Tuesday, December 7, 2010

India runs short of Ip addresses

Posted by Kat Leo On 10:30 PM No comments



India is going to shift its domain name address protocol to IPv6 from the existing IPv4 protocol by march 2012. India, a bit late though, came to this plan in response the global scenario of the internet running short of IP addresses.

According to a report of the Internet and Mobile Association of India, and research firm IMRB International in september last year, about 52 million urban Indians were active Internet users. The problem is expected to worsen with the continuing rise of mobile phone subscribers and the rollout of 3G services by most of telecom operators and broadband wireless access (BWA). Mobile phones that support data will each require an IP address. As a solution to this problem in a statement issued by the government earlier this week, all ISPs and telecom providers will have to be IPv6-compliant by the end of 2011. The statement also said by March 2012, all central and state government ministries and public sector companies will make the switch to IPv6 Internet protocol based services.
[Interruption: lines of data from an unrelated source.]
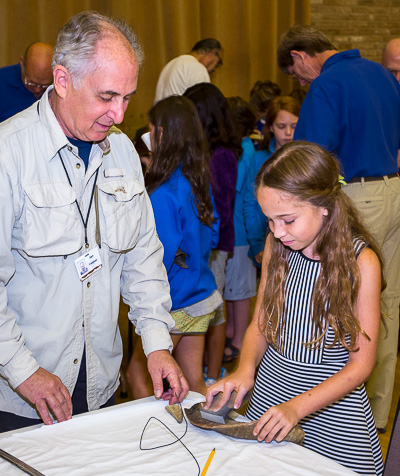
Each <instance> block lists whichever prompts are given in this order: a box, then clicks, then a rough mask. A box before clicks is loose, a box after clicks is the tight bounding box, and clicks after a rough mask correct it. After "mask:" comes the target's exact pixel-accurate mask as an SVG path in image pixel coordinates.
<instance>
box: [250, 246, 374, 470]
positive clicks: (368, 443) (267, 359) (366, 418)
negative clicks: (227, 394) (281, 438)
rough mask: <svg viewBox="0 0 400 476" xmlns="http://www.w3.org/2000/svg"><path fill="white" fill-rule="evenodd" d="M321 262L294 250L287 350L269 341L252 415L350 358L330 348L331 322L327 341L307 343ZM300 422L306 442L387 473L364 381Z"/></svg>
mask: <svg viewBox="0 0 400 476" xmlns="http://www.w3.org/2000/svg"><path fill="white" fill-rule="evenodd" d="M364 246H365V244H363V243H362V242H360V241H359V240H356V241H355V250H356V255H358V254H359V253H360V251H361V249H362V248H363V247H364ZM320 268H321V264H320V262H319V261H315V260H311V259H309V258H307V257H306V256H304V255H303V254H302V253H301V252H299V251H292V252H291V253H290V255H289V274H288V277H287V280H286V284H285V294H286V299H287V309H288V314H287V316H288V317H287V320H286V324H285V332H284V343H283V350H282V351H278V350H277V349H276V348H274V347H273V346H272V345H269V346H268V349H267V352H266V353H265V355H264V357H263V359H262V362H261V364H260V368H259V370H258V374H257V379H256V383H255V386H254V390H253V394H252V397H251V400H250V403H249V407H248V409H247V412H246V416H247V417H248V418H250V419H251V420H258V419H259V418H260V417H261V415H262V414H263V413H265V412H266V411H267V409H268V408H269V407H270V406H273V405H278V404H280V403H282V402H285V401H287V400H289V399H291V398H293V397H295V396H296V395H299V394H300V393H303V392H306V391H307V390H309V389H311V388H313V387H315V386H316V385H318V384H319V383H321V382H323V381H324V380H326V379H327V378H328V377H330V376H332V375H334V374H335V373H337V372H338V371H339V370H340V369H342V368H343V367H344V366H345V364H346V363H347V360H348V357H349V354H348V351H347V350H346V349H345V348H344V347H343V346H338V345H336V346H335V347H334V348H329V349H328V348H326V345H329V344H330V343H332V342H333V335H334V332H333V330H332V329H331V328H329V330H328V332H327V337H326V345H324V346H321V347H319V348H317V349H309V348H308V347H306V346H305V345H303V343H305V342H309V341H310V340H311V336H312V335H313V325H312V322H311V314H310V301H311V295H312V292H313V289H314V285H315V282H316V280H317V278H318V275H319V273H320ZM299 423H300V425H301V426H302V428H303V429H304V431H305V441H304V446H305V447H306V448H309V449H311V450H314V451H316V452H317V453H320V454H322V455H324V456H327V457H328V458H332V459H333V460H335V461H336V462H338V463H340V464H342V465H344V466H346V467H348V468H350V469H352V470H353V471H355V472H357V473H360V474H368V475H374V474H377V475H381V474H382V472H383V462H382V452H381V448H380V443H379V438H378V435H377V432H376V428H375V423H374V419H373V416H372V412H371V407H370V405H369V401H368V397H367V394H366V391H365V388H364V385H361V386H360V387H357V388H356V389H354V390H353V391H352V392H350V393H349V394H348V395H346V396H345V397H344V398H342V399H340V400H339V401H337V402H335V403H333V404H331V405H328V406H327V407H325V408H322V409H321V410H319V411H317V412H315V413H313V414H311V415H308V416H307V417H306V418H304V419H303V420H301V421H300V422H299Z"/></svg>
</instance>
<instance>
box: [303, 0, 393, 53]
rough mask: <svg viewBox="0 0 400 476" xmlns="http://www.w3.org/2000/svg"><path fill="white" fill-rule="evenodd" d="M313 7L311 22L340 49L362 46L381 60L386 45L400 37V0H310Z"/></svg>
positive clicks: (358, 47) (310, 14)
mask: <svg viewBox="0 0 400 476" xmlns="http://www.w3.org/2000/svg"><path fill="white" fill-rule="evenodd" d="M310 7H311V8H310V24H311V25H312V26H315V27H316V28H318V29H320V30H322V31H323V32H324V33H325V34H326V35H327V36H328V38H329V39H330V40H331V42H332V43H333V44H334V45H335V46H336V47H337V48H338V49H339V50H340V51H342V50H349V49H352V48H358V49H359V50H360V52H361V55H362V56H363V57H364V58H367V59H370V60H372V61H378V62H380V61H381V55H382V50H383V47H384V46H385V44H386V43H387V42H388V41H389V40H390V39H392V38H399V37H400V1H399V0H310Z"/></svg>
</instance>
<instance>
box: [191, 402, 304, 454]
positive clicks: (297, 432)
mask: <svg viewBox="0 0 400 476" xmlns="http://www.w3.org/2000/svg"><path fill="white" fill-rule="evenodd" d="M202 406H203V403H196V404H194V405H193V406H192V407H191V408H185V414H186V416H187V419H188V420H189V421H190V423H191V424H192V425H194V426H197V427H198V428H202V429H203V430H213V431H216V432H218V433H222V434H223V435H227V436H231V437H232V438H241V439H243V440H256V439H257V437H256V436H254V435H253V430H254V427H255V426H256V424H257V421H250V422H238V421H236V420H234V419H233V418H232V416H233V417H234V418H235V416H237V415H238V414H237V413H236V412H234V411H233V410H231V411H230V412H229V414H228V416H227V417H226V418H225V422H226V423H225V424H223V423H215V422H212V421H209V420H206V419H205V418H203V417H202V416H201V414H200V409H201V408H202ZM283 441H290V442H292V443H296V444H298V445H302V444H303V441H304V430H303V429H302V428H301V426H300V425H296V426H295V427H293V428H292V429H291V430H290V431H289V433H288V434H287V435H286V436H285V438H283Z"/></svg>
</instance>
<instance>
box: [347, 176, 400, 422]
mask: <svg viewBox="0 0 400 476" xmlns="http://www.w3.org/2000/svg"><path fill="white" fill-rule="evenodd" d="M343 190H344V191H345V192H346V194H347V195H348V196H349V197H350V198H351V199H352V200H353V201H354V203H355V205H356V206H357V208H358V209H359V210H360V212H361V213H362V216H363V218H364V221H365V223H366V225H367V226H368V227H369V230H370V231H371V233H372V234H373V235H374V237H375V239H376V240H377V242H378V245H379V246H380V248H381V251H382V255H383V260H384V275H385V278H386V281H387V288H386V290H385V292H384V293H383V294H382V298H381V308H382V311H383V312H384V314H385V316H386V323H387V326H388V336H387V338H385V331H384V329H383V326H381V334H380V337H379V344H378V355H377V360H376V364H375V368H374V371H373V373H372V375H371V377H370V379H369V380H368V382H367V384H366V388H367V393H368V397H369V399H370V403H371V408H372V412H373V414H374V418H375V423H376V426H377V427H378V428H384V427H386V424H387V420H388V415H389V411H390V406H391V402H392V394H393V385H394V378H395V371H396V360H397V352H398V336H399V305H400V179H399V178H398V177H394V178H391V179H388V178H387V177H386V176H385V177H383V178H382V180H377V181H373V182H365V181H362V182H361V183H352V184H348V185H346V186H344V187H343Z"/></svg>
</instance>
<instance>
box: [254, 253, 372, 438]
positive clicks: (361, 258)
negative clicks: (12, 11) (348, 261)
mask: <svg viewBox="0 0 400 476" xmlns="http://www.w3.org/2000/svg"><path fill="white" fill-rule="evenodd" d="M357 263H358V266H359V269H360V275H361V284H360V291H359V293H358V297H357V316H358V319H359V321H360V325H361V328H362V329H363V330H364V331H365V332H366V334H367V335H368V336H369V337H370V339H371V340H370V341H369V340H368V339H367V338H366V337H365V336H364V335H362V334H361V333H360V334H359V337H358V340H357V347H358V351H357V352H350V355H349V360H348V362H347V364H346V365H345V366H344V367H343V368H342V369H341V370H340V371H339V372H337V373H336V374H335V375H333V376H332V377H329V378H328V379H326V380H325V381H324V382H322V383H320V384H319V385H317V386H316V387H314V388H312V389H311V390H309V391H307V392H305V393H302V394H300V395H298V396H297V397H294V398H292V399H291V400H289V401H287V402H284V403H282V404H280V405H277V406H275V407H271V408H269V409H268V410H267V411H266V412H265V413H264V415H263V416H262V417H261V418H260V420H259V422H258V423H257V425H256V427H255V428H254V434H255V435H257V434H258V440H259V441H262V440H264V439H265V441H266V442H267V443H269V442H270V441H272V439H274V437H275V436H276V435H277V434H278V432H279V435H278V436H276V441H282V439H283V438H284V437H285V436H286V435H287V433H288V432H289V431H290V429H291V428H293V427H294V426H295V425H296V424H297V423H298V422H299V420H301V419H302V418H304V417H305V416H306V415H309V414H310V413H313V412H315V411H317V410H319V409H321V408H324V407H325V406H327V405H329V404H330V403H333V402H336V401H337V400H339V399H340V398H342V397H344V396H345V395H347V394H348V393H349V392H351V391H352V390H354V389H355V388H356V387H358V386H359V385H361V384H362V383H364V382H365V381H366V380H367V379H368V377H369V376H370V375H371V372H372V370H373V368H374V365H375V360H376V352H377V347H378V336H379V326H380V294H381V270H380V264H379V261H378V258H377V256H376V254H375V253H374V252H373V251H372V250H371V249H369V248H364V250H363V251H362V252H361V253H360V256H359V257H358V260H357Z"/></svg>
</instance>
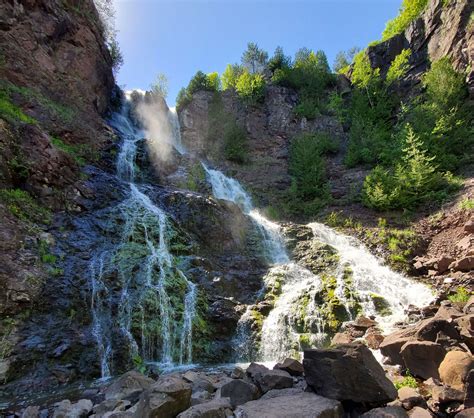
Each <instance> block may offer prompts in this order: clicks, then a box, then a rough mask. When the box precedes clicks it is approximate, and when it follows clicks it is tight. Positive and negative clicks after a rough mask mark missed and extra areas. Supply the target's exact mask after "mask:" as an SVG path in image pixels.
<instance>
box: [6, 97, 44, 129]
mask: <svg viewBox="0 0 474 418" xmlns="http://www.w3.org/2000/svg"><path fill="white" fill-rule="evenodd" d="M0 117H1V118H3V119H6V120H7V121H8V122H11V123H14V122H17V121H20V122H24V123H32V124H33V123H37V122H36V120H35V119H33V118H32V117H30V116H28V115H26V114H25V113H24V112H23V111H22V110H21V109H20V108H19V107H18V106H16V105H15V104H14V103H13V102H12V101H11V99H10V95H9V94H8V92H7V91H5V90H3V89H2V90H0Z"/></svg>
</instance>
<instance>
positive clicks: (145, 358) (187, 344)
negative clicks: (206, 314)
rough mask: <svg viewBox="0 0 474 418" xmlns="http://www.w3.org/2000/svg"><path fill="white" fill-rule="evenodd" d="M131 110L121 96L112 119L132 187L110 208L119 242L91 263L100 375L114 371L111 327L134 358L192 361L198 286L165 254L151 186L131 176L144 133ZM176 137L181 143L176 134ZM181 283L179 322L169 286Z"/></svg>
mask: <svg viewBox="0 0 474 418" xmlns="http://www.w3.org/2000/svg"><path fill="white" fill-rule="evenodd" d="M129 110H130V105H129V103H128V102H125V103H124V105H123V108H122V112H121V113H120V114H114V115H113V117H112V119H111V125H112V126H113V127H114V128H115V129H116V131H117V132H118V133H119V134H120V136H121V139H122V144H121V148H120V152H119V154H118V157H117V164H116V165H117V176H118V178H120V179H121V180H122V181H124V182H126V183H127V184H128V187H129V192H128V196H127V197H126V198H125V200H124V201H123V202H121V203H120V204H119V205H118V206H117V207H116V208H111V212H112V213H113V214H114V215H116V216H118V218H119V219H121V222H122V223H123V226H122V233H121V240H120V243H119V244H118V245H116V246H115V247H114V248H112V249H110V248H108V249H107V250H104V251H103V252H102V253H100V254H99V256H97V257H95V258H94V259H93V260H92V261H91V264H90V270H91V293H92V302H91V310H92V316H93V334H94V336H95V338H96V341H97V346H98V351H99V355H100V357H101V369H102V377H108V376H110V375H111V373H112V358H113V352H114V350H115V349H117V348H122V347H114V342H113V336H112V333H113V332H112V330H113V329H114V328H118V329H119V330H120V333H121V335H122V336H123V337H124V338H126V340H127V341H128V344H129V347H130V351H131V354H132V356H137V355H140V356H141V358H143V359H144V360H147V361H157V362H159V363H162V364H167V365H169V364H172V363H174V362H175V361H176V362H179V363H180V364H184V363H191V362H192V347H193V332H192V328H193V321H194V318H195V315H196V302H197V293H198V292H197V286H196V285H195V284H194V283H192V282H191V281H190V280H188V279H187V277H186V275H185V274H184V273H183V272H182V271H181V270H180V269H179V268H178V267H177V266H176V262H175V259H174V257H173V255H172V254H171V253H170V250H169V239H170V236H171V234H172V230H171V225H170V223H169V221H168V217H167V215H166V213H165V212H164V211H163V210H162V209H161V208H159V207H158V206H157V205H155V204H154V203H153V202H152V201H151V199H150V198H149V197H148V196H147V194H146V191H147V189H148V188H149V186H148V185H146V184H145V185H139V184H136V183H135V182H134V181H135V177H136V175H135V173H136V165H135V164H136V163H135V160H136V155H137V145H138V143H139V142H140V141H142V139H143V136H144V134H143V132H142V131H141V130H139V129H138V128H136V127H135V125H134V124H133V122H132V121H131V120H130V118H129V117H128V112H129ZM169 116H170V124H171V126H176V114H175V113H173V112H170V113H169ZM178 127H179V125H178ZM173 129H174V132H176V129H175V128H173ZM176 138H177V146H178V147H180V146H181V145H180V144H181V143H180V140H179V137H177V136H176ZM114 272H115V273H116V274H117V276H118V282H117V281H114V282H113V283H110V279H108V277H107V276H108V275H110V274H111V273H114ZM178 282H179V283H182V284H183V285H184V287H185V288H186V289H187V290H186V291H185V294H184V295H183V302H182V303H183V313H182V319H181V320H179V323H177V321H178V319H176V306H173V301H172V298H171V296H170V294H169V292H170V291H173V292H177V290H176V289H173V288H172V287H173V283H178ZM117 287H119V288H120V300H119V303H118V313H117V314H114V312H113V306H112V294H113V292H114V290H115V289H117ZM137 330H139V332H140V335H137V333H138V331H137ZM138 341H140V344H138Z"/></svg>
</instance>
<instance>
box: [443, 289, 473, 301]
mask: <svg viewBox="0 0 474 418" xmlns="http://www.w3.org/2000/svg"><path fill="white" fill-rule="evenodd" d="M473 294H474V293H472V292H470V291H469V290H467V289H466V288H465V287H464V286H459V287H458V288H457V289H456V293H454V294H452V295H449V296H448V300H450V301H451V302H467V301H468V300H469V298H470V297H471V295H473Z"/></svg>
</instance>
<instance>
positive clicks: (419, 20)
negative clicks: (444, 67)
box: [368, 0, 474, 97]
mask: <svg viewBox="0 0 474 418" xmlns="http://www.w3.org/2000/svg"><path fill="white" fill-rule="evenodd" d="M473 12H474V5H473V3H472V1H470V0H452V1H449V2H444V1H442V0H432V1H430V2H429V3H428V6H427V8H426V10H425V11H424V12H423V14H422V15H421V16H420V17H419V18H418V19H416V20H415V21H413V22H412V23H411V24H410V25H409V26H408V28H407V29H406V30H405V32H404V33H401V34H399V35H396V36H394V37H393V38H390V39H388V40H387V41H385V42H381V43H379V44H377V45H374V46H371V47H369V48H368V54H369V58H370V60H371V64H372V67H373V68H375V67H377V68H380V69H381V73H382V74H385V73H386V72H387V71H388V68H389V67H390V63H391V62H392V61H393V59H394V58H395V57H396V56H397V55H398V54H400V52H401V51H402V50H403V49H408V48H409V49H411V51H412V55H411V57H410V64H411V66H410V70H409V72H408V74H407V76H406V80H405V81H406V82H407V84H406V86H405V87H406V88H407V89H409V88H411V87H413V86H414V85H416V84H417V83H418V82H419V80H420V76H421V75H422V74H423V73H424V72H425V71H426V70H427V69H428V67H429V64H430V62H434V61H437V60H439V59H440V58H443V57H450V58H451V60H452V63H453V66H454V68H455V69H456V70H457V71H459V72H460V73H463V74H465V75H466V80H467V83H468V87H469V91H470V95H471V97H474V69H473V66H472V63H473V62H474V22H473V18H472V14H473Z"/></svg>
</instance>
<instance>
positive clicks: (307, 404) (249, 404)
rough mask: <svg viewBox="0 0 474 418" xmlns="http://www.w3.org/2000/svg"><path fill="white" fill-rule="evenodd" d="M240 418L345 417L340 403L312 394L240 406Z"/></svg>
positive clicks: (238, 412)
mask: <svg viewBox="0 0 474 418" xmlns="http://www.w3.org/2000/svg"><path fill="white" fill-rule="evenodd" d="M235 416H236V417H238V418H340V417H342V416H343V410H342V406H341V404H340V403H339V402H337V401H335V400H332V399H327V398H323V397H321V396H318V395H315V394H314V393H310V392H301V393H298V394H294V395H286V396H278V397H274V398H271V399H259V400H257V401H251V402H247V403H246V404H244V405H241V406H239V407H238V408H237V409H236V411H235Z"/></svg>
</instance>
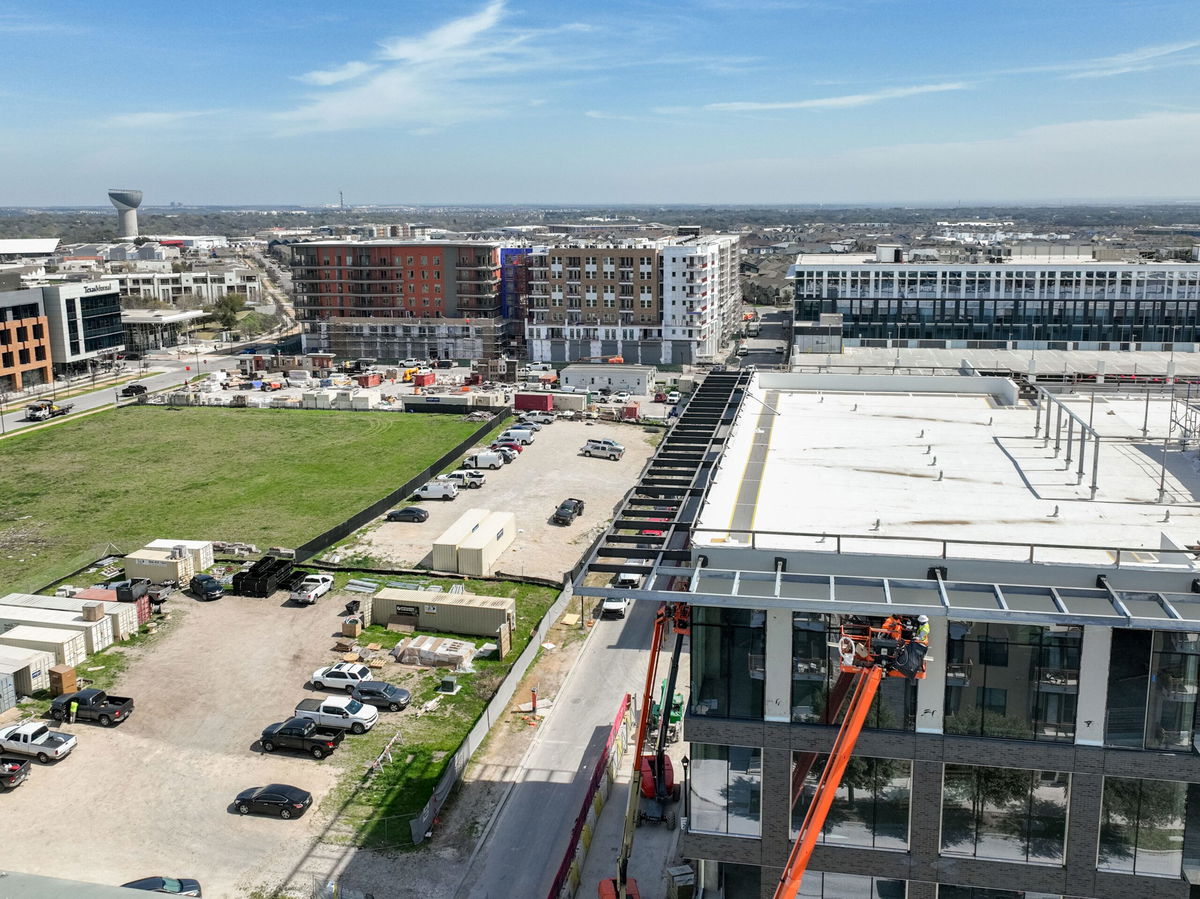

IPv6, as an Internet protocol version, promises to offer a larger address space than the current IPv4. It uses a 128-bit address space which is much larger when compared to 32 bits in IPv4. IPv6 also has a level of security baked into the protocol. IPv6 carries capabilities for verifying addresses and known identities, and establishing trust between routers. Criminals would find it harder to use "IP spoofing" attacks, where packets of data misrepresent where they come from. Thus IPv6 based routers and firewalls should offer a better shield to anonymous attacks.